Date: November 23, 1849
Location: Cambridge, MA
Victim: Dr. George Parkman
Cause of Death: Stabbing
Accused: Dr. John White Webster
The defense filed a writ of error, claiming the judge’s instructions to the jury were biased. The writ was denied. Webster asked for a full pardon and that was denied as well.
As the date of Dr. Webster’s execution approached, the community – in Boston and beyond – was still divided as to his guilt. Boston authorities received letters from around the country from people opposed to hanging a man on circumstantial evidence and those generally opposed to capital punishment.
In a bid for clemency, Dr. Webster admitted to killing Dr. Parkman but in self-defense, not premeditation. Parkman, he said, had become violently angry over the loan on the mineral collection and Webster picked up a stick and fought him off. Had he intended to commit murder, Wagner said, he certainly would not have done it at the college.
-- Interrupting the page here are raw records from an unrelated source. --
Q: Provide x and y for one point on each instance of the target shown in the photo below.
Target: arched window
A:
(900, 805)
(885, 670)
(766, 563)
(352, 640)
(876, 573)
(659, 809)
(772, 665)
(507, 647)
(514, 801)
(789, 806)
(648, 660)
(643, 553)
Though petitions were circulated to commute his sentence, the request was refused. On August 30, 1850, Dr. Webster was publically hanged. The fall broke his neck and he was dead within four minutes. He was buried in Copp's Hill Burying Ground, in an unmarked grave to discourage grave robbers.
The case had such notoriety that when Charles Dickens came to America, one of his requests was to visit the room where George Parkman was murdered.